VfGH bestätigt ÖVP-Kurs: Nächtigungsverbot ist verhältnismäßig

Politik "Sicherheit mit sozialer Dimension" wird fortgesetzt

Der Beschluss des Verfassungsgerichtshofes zum Nächtigungsverbot bestätigt den von der ÖVP-Innsbruck eingeschlagenen Kurs „Sicherheit mit sozialer Dimension“.

„Das VfGH-Erkenntnis zeigt, dass unsere beschlossene Maßnahme absolut verhältnismäßig war und die heftige Kritik von SPÖ und Grünen vollkommen überschießend und sachlich ungerechtfertigt war. Der Kurs der Volkspartei unter dem Leitgedanken `Sicherheit mit sozialer Dimension‘ wird durch das höchstrichterliche Erkenntnis bestätigt“, so der für Soziales und Sicherheit zuständige VBM Franz X. Gruber in einer ersten Reaktion auf das höchstgerichtliche Urteil.

Zur Erinnerung: Unter heftigsten Protesten von SPÖ und Grüne wurde von ÖVP, FI und FPÖ im Oktober 2017 im Gemeinderat das Nächtigungsverbot für Bettler in der Altstadt beschlossen.  

Scharfe Kontrollen und gleichzeitig soziale Maßnahmen

„Für uns war das nun vom Verfassungsgerichtshof bestätigte Nächtigungsverbot eine letztlich unausweichliche Maßnahme aufgrund der anhaltenden massiven und dokumentierten Beschwerden der Innsbrucker Bevölkerung. Wichtig zu betonen ist aber, dass neben dieser Verordnung des Gemeinderates und ausgeweiteten Kontrollen der Mobilen Überwachungsgruppe (MÜG) sowie der Polizei begleitende Maßnahmen im Sozialbereich aktiv umgesetzt wurden.

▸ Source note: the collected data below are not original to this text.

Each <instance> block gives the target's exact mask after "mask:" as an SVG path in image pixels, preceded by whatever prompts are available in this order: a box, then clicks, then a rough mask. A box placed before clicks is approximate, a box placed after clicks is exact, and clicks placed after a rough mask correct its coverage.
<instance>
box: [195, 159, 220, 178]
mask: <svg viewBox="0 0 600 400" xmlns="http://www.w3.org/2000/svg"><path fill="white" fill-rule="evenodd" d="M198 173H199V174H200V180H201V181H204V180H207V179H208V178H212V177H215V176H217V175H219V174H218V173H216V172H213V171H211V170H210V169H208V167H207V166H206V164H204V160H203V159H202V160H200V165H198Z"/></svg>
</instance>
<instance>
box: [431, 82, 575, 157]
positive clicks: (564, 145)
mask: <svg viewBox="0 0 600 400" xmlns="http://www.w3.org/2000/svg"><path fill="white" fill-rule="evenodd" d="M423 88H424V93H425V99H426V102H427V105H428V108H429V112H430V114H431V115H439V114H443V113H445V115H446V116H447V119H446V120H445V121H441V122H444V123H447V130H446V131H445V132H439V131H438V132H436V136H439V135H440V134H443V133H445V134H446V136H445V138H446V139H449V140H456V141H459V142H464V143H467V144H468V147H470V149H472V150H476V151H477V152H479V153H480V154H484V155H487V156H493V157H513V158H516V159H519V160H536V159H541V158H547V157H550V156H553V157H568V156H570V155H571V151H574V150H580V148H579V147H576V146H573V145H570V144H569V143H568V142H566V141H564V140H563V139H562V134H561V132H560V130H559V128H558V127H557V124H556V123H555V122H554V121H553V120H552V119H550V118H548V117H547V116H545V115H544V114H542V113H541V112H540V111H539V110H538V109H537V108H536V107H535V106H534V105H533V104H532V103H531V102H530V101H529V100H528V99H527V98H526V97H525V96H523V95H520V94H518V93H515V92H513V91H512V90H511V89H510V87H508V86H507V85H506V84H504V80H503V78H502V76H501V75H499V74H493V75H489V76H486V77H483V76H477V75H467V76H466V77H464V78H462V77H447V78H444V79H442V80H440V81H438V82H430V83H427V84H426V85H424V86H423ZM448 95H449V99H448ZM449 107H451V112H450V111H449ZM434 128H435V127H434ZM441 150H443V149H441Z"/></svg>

In sehr guter Zusammenarbeit mit unseren Systempartnern aus diesem Bereich, die von der Caritas bis zum Verein für Obdachlose reichen, wurde der Innsbrucker Weg „Sicherheit mit sozialer Dimension“ mit Leben erfüllt. Beispielsweise kann auf die Betriebserweiterung der Katharina-Stube der Caritas bei den barmherzigen Schwestern am Rennweg 40, die Errichtung des von den Klienten der Teestube sehr gut angenommenen Sonnenplatzls vor der Teestube in der Kapuzinergasse sowie die Inbetriebnahme des von der TSD geleiteten Kontakt- und Beratungszentrums NIKADO in der Matthias-Schmid-Straße 10 verwiesen werden“, informiert VBM Gruber. 

„Zudem wird es nach einer sehr schwierigen Suche gelingen, die vom Österreichischen Roten Kreuz betriebene Winternotschlafstelle in der Amraserstraße 26-28 auch in der heurigen Wintersaison 2019/20 zu öffnen. Die vom Leitgedanken der „Entflechtung“ geprägten und erfolgreichen Bemühungen zur Befriedung des Stadtparks Rapoldi samt einer smarten Beleuchtung und einer polizeilich gesteuerten Videoüberwachung gepaart mit wichtigen sozialarbeiterischen Maßnahmen, zu denen u. a. die Ausweitung der Jugendstreetwork und die finanziell-personelle Stärkung des Bahnhofsozialdienstes der Caritas gehören, haben u. a. ihre wohlwollende Anerkennung n der Nominierung für den Österreichischen Sicherheitspreis 2019 gefunden“, so VBM Gruber.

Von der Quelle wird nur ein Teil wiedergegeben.